Importance of objective data assessment
Imagine throwing a six sided dice and writing down the numbers it lands on. If you got one ten times in a row, what would be the odds of getting it again? One in six, 100%, 0%, something else? And why? Would you question the dice? Maybe it’s faulty somehow, and gives only ones?
What if it landed on these numbers: 5463122365? Would you consider this result more fair, and not question the dice? You are probably aware that getting 1111111111 and 5463122365 have exactly the same probability. And that a chance of getting one as the eleventh result is the same as for the first, one in six. But somehow, 5463122365 seems more random. Apparently, there is a subjective feeling of randomness. Humans are not very good at assessing features of long streams of numbers. If we only had some kind of a machine which could do it faster, and with no bias.
Descriptive and inferential statistics
Descriptive statistics has been around for centuries, but it’s in overdrive lately, thanks to computers and big data. As the name suggests, its goal is to analyze and explain data. To attain any useful knowledge or attempt to predict future trends, which is a job of inferential statistics, we must first understand historical measurements. In general, business intelligence systems are tools which help us to describe and analyze the data we have. To be able to generalize some finding, we must have data which is representative of the whole group: if, for example, we are doing a survey on public perception of some product we are preparing for the market, we should include people of all ages. We need to make sure that although survey subject’s ages are random, we cover the whole range equally, as much as possible. This can be seen as the quality control of our data. Univariate analysis is focused on describing a single variable, like the age in our example.
Variable distribution
Uniform and normal distribution
Univariate distribution is defined as a function that provides probabilities of occurrence of possible outcomes of a variable. It is a summary of the frequency of the values. For discrete variables, this function describes the occurrence of individual values. In case of continuous variables, we split values in ranges.

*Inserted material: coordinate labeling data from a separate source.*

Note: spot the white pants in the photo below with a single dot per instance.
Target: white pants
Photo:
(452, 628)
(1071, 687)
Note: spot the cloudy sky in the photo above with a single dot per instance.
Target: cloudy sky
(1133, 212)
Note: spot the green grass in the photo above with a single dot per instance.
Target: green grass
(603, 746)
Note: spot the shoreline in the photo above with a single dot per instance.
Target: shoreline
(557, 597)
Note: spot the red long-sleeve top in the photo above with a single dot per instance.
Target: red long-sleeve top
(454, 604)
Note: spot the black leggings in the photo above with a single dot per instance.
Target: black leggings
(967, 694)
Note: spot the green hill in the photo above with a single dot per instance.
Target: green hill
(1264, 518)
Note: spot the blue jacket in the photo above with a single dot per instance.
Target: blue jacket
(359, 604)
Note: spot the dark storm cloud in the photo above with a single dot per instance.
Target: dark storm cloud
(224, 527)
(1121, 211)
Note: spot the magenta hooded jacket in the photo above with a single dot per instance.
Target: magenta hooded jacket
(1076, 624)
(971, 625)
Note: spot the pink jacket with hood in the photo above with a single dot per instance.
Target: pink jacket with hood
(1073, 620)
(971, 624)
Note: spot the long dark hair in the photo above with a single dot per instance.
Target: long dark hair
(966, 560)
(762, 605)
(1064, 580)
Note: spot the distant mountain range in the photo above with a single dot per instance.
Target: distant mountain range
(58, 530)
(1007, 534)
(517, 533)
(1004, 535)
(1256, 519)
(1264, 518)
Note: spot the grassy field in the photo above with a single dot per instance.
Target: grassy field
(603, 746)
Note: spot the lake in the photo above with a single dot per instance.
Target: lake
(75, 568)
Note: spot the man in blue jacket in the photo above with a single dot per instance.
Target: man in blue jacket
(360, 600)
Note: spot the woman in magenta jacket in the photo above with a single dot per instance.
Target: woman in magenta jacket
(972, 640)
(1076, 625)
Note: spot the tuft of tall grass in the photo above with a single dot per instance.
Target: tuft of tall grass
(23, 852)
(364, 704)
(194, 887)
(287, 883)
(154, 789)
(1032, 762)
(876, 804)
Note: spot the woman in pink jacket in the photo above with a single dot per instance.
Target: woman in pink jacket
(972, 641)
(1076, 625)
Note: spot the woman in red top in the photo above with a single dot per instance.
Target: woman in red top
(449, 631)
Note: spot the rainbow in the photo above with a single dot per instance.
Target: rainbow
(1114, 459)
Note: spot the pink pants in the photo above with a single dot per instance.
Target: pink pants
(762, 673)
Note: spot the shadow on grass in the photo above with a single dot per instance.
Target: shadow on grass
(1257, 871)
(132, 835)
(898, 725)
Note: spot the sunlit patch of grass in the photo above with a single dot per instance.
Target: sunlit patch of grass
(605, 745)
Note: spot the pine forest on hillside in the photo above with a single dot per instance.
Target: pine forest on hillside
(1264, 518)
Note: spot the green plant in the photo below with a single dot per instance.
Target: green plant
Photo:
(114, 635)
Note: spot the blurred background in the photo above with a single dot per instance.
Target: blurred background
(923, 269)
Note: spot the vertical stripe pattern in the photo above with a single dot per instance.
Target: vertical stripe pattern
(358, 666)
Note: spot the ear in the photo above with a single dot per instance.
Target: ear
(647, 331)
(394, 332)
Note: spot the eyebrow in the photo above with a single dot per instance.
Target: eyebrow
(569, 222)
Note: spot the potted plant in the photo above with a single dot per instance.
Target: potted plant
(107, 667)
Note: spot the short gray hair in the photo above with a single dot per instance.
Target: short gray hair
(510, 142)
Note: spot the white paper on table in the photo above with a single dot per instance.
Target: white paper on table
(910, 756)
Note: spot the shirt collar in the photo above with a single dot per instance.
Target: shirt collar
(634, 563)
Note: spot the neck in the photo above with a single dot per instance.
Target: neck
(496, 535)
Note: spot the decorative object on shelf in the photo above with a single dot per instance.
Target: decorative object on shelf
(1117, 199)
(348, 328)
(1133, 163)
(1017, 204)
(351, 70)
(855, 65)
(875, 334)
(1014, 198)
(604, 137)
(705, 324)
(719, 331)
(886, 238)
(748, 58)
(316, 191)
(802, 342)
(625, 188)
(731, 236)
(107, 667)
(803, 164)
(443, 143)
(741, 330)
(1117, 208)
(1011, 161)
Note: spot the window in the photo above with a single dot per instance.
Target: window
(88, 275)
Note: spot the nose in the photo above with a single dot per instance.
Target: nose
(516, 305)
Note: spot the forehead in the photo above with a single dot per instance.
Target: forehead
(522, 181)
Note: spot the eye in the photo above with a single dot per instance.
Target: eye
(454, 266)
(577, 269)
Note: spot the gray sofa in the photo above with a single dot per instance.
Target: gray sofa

Variable has the uniform distribution if any value has equal probability of occurrence. In our survey example, this would be the best type of distribution for subject ages: it would mean that we sampled all ages equally. This statement of “the best type of distribution” can be discussed. Not all ages are represented equally in the general population. We might not be interested in surveying infants, if we are aiming at selling the product. Maybe our product is not suitable for people with some types of disabilities, which are more common in certain age groups. It is crucial to understand the data, and what we expect from it.
Normal distribution is another very common type. Its graph forms a bell curve, which means that most frequent values are in the center, and the frequency gradually declines towards the ends of the possible values.
This peak in the graph is the most popular value, it represents the central tendency of our variable. Depending on our data, and what we are using it for, different variants of central tendency measure can be used.
Types of central tendencies
Mean, mode and median
Mean is a simple average of our values. It is a sum of all the values, divided by their number. Mode represents a value which occurs most often. It can be undefined, if no value is repeated. Median is the middle value, we have to order our values and then pick the one in the middle.
Sometimes, comparing all three might give us some information as well. In our dice throwing example, if we had 1111661111 as a result of ten throws, mean would give us 2, mode would be 1, while median would give us 1, once the values are ordered. In this case, mean, although usually considered the most useful type of central tendency, shows us somewhat misleading value. We never got 2 on our dice, it might even not be possible, if the dice is faulty, but if we were asked which value is most common, we would have to answer it’s 2. In combination with mode and median however, it’s clear that our data is not evenly distributed. Median is usually least influenced by skewed data as it shows value in the middle, outliers get discarded. In normal distribution, all three measures are the same.
Dispersion
Range, variance, standard deviation
Variability, or dispersion, also has several variants, which can be used as complementary methods of describing and understanding the data. Range is the most common, and perhaps the simplest. It represents the difference between the largest and the lowest value. The variance is calculated by finding the difference between every value and the mean, squaring those differences, summing those up, and getting the average. Taking the square root from variance gives us standard deviation.
Summary statistics applications
Putting theory into practice
Descriptive statistics is simplifying the data in a way. Whenever we reduce our view of the data, we make our lives easier, because we don’t have to handle each value separately, but introduce new layers of approximation. Too many layers, or approximations done badly, and we are getting further away from the correct interpretation of the data. If done properly, descriptive statistics can expose many useful insights.
In business intelligence, our goal is decision making founded on knowledge we got from data. This decision making is our attempt of predicting the future. Knowledge it’s based on is collected by descriptive statistics. It can be interpreted numerically, or graphically.
In databases for example, it’s used to optimize reserved storage, organize data to improve performance and predict resources needed to execute queries. Weather forecasts, stock market strategies, machine learning algorithms, betting odds, all have to be based on good understanding of historical data.